Revenues for the 40 largest publicly traded oil and gas companies, which the accounting and consulting firm evaluated, were down 3% in 2024 to $235.5 billion compared to 2023, but still up 12% from 2021.
Ernst & Young divided the companies in its study into integrated companies, large independents, and independents.
The large independents and integrated companies were responsible for the majority of the increase in merger and acquisition activity raising their spending to $181.5 billion from $33.4 billion in 2023.
Ernest & Young said it expects the integrated companies and independents to continue to lead activity in 2025 with the acquisition of Hess Corporation by Chevron Corporation and the purchase of certain subsidiaries of Double Eagle IV MidCo by Diamondback Energy Inc.
Other key merger and acquisition activity in 2025 included EOG Resources Inc. acquiring Encino Acquisition Partners, and Maverick Natural Resources by Diversified Energy Company PLC.
“This is a defining moment for the U.S. upstream sector,” Pat Jelinek, leader of EY Americas Oil & Gas, said in a statement. “Fewer, stronger players are emerging, and they are better capitalized, more efficient and laser-focused on resilient growth. The new top 40 companies aren’t just survivors; they’re poised to shape the future of American energy.”
Companies increased their share of unproven properties, which accounted for 42% of the total value of acquisitions, the biggest share of unproven property acquisitions in the last five years.
Lower commodity prices toward the beginning of 2024 also provided attractive valuations for unproved property compared to recent years, Ernst & Young said,
ExxonMobil was the leading purchaser in 2024 with total property acquisition costs of $84.5 billion, mainly from its purchase of Pioneer Natural Resources.
Diamondback Energy was second with $36.8 billion in total acquisitions primarily for its purchase of Endeavor Energy Resources L.P. ConocoPhillips was third with total property acquisition costs of $23.4 billion, with its key purchase the Marathon Oil Corporation.
Total capital expenditures in 2024 were up 108% to $292.1 billion, also the highest total in the last five years and more than double the $139.5 billion of capital expenditures in 2021. The increase was mainly powered by big deals in the Permian, Eagle Ford, and Bakken shale regions.
As commodity prices have fallen from their 2022 highs, large independents and independents have cut their dividend payments.
Large independents reduced dividends and share repurchases 28%, $9.5 billion, year-over-year.

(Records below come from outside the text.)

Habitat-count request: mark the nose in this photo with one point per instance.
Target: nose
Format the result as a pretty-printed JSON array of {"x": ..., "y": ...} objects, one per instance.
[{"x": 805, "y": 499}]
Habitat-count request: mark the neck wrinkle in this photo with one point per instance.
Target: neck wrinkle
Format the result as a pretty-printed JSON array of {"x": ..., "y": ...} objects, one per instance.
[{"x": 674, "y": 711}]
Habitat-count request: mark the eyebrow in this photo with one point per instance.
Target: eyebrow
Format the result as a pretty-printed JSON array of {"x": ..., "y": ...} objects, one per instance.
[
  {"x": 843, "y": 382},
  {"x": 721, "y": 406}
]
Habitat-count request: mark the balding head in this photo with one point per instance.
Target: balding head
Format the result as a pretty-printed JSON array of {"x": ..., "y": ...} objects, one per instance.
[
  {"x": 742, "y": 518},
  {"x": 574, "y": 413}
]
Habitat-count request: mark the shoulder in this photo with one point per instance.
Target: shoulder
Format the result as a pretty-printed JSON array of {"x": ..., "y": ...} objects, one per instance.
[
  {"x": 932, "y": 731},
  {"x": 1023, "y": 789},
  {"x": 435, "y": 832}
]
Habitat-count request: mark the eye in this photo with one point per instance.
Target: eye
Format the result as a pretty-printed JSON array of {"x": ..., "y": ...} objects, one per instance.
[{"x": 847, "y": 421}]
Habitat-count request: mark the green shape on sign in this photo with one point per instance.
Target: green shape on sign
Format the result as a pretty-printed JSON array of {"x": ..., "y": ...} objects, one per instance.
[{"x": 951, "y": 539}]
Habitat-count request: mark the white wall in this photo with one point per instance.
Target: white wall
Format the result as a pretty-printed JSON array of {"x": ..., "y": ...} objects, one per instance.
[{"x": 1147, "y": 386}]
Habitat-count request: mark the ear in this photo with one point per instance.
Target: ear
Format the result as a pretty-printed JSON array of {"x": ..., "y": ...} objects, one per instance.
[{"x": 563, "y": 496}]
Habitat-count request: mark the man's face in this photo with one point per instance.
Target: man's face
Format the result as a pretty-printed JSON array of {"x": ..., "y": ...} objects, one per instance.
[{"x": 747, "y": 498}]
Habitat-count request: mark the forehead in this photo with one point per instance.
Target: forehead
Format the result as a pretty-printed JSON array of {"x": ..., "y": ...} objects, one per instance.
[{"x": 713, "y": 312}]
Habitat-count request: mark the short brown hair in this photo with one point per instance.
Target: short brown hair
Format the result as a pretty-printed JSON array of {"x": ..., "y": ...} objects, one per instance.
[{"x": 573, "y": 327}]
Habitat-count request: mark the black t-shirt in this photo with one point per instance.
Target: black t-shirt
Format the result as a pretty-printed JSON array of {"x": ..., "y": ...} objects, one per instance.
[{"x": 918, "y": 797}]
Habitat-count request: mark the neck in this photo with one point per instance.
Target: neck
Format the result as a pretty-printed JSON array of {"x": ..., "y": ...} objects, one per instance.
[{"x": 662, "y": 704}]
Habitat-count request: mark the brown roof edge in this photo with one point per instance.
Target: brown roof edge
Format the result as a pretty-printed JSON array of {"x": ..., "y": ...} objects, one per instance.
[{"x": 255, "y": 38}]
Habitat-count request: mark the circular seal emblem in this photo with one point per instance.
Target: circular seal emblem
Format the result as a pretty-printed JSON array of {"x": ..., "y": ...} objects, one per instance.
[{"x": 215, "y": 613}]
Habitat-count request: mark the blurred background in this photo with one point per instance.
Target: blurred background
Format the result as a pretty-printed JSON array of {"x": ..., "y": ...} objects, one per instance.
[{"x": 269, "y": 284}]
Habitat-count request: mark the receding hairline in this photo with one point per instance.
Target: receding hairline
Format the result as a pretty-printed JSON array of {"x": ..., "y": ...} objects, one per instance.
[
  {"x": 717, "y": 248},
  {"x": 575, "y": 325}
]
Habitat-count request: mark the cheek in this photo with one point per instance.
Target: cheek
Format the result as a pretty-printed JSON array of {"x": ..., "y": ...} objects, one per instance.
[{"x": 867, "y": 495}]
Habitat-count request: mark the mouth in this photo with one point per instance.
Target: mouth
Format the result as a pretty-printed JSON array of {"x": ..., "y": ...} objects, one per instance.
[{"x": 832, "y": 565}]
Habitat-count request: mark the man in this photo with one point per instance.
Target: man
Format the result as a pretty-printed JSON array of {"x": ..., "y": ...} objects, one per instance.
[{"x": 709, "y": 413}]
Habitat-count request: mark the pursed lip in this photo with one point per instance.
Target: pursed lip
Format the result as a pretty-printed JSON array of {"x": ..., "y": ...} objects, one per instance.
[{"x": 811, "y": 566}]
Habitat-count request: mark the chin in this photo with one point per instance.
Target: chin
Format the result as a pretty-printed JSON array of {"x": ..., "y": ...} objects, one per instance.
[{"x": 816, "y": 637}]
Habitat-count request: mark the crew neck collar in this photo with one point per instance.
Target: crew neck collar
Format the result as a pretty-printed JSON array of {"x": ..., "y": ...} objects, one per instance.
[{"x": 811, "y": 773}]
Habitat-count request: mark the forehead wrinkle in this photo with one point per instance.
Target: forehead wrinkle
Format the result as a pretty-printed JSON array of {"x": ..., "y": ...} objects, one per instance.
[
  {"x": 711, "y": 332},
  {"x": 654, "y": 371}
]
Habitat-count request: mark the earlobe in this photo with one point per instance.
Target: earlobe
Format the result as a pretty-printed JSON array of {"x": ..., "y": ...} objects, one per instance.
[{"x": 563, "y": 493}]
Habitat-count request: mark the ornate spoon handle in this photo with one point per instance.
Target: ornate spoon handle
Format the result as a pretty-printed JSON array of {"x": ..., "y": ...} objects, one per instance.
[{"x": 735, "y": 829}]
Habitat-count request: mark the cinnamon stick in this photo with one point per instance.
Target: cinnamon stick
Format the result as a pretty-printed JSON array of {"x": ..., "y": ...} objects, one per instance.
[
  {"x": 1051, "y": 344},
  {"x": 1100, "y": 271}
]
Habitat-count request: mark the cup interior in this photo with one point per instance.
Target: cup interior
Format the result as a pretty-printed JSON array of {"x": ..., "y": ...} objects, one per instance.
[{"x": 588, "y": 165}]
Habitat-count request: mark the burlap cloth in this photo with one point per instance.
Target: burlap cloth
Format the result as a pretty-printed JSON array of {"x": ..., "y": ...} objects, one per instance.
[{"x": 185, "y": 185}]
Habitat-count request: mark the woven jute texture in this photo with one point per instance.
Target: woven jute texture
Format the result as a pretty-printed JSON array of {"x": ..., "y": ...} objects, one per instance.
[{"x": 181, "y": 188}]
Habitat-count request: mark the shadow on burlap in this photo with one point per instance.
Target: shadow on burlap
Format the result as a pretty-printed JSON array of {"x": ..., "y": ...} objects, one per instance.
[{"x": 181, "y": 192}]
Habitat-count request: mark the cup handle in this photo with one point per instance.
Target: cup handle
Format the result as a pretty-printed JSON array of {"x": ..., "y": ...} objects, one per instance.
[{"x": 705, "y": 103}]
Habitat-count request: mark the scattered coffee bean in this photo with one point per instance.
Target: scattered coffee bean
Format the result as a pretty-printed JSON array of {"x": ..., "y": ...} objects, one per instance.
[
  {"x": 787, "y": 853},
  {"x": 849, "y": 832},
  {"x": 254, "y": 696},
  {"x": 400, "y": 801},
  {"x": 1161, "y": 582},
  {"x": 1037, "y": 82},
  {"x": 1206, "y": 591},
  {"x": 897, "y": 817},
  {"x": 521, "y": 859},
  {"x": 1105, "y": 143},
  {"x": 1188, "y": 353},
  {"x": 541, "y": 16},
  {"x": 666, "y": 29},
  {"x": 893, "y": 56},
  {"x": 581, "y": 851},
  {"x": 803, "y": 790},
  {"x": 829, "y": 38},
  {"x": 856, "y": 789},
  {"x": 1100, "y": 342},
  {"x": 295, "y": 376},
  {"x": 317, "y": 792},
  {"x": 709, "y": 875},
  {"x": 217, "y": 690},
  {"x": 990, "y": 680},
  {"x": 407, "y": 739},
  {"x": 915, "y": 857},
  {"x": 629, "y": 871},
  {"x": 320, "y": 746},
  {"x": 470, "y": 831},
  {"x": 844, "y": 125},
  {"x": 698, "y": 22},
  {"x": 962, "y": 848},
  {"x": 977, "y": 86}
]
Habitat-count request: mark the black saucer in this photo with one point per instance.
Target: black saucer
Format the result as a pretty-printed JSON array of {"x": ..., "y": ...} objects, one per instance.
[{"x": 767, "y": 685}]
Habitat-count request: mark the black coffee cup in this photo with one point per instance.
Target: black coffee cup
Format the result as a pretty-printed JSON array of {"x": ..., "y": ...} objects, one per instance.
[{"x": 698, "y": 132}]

Independents cut dividends by 3%, $131 million, during the same time. Dividends and repurchases totaled $29.2 billion.
Still, dividend payments and share repurchases were higher in 2024 compared to 2020–2021, “highlighting the continued pressure from shareholders to provide higher returns,” Ernest & Young said.
Exploration and development expenditures also decreased 7% year-over-year, to $85.5 billion, as sector consolidation and moderating commodity prices lowered capital budget allocations for these activities in 2024.
Spending was down even more sharply for large independents as exploration and development expenditures dropped 13% in 2024 compared to 2023.
“With ongoing uncertainty around supply and demand, pricing, tariffs, and geopolitics, operational efficiency and capital discipline will be critical,” Herb Listen, lead author of the study and Ernst & Young partner, said in a statement. “The companies that adapt quickly, invest strategically and integrate effectively will define the next chapter of U.S. energy.”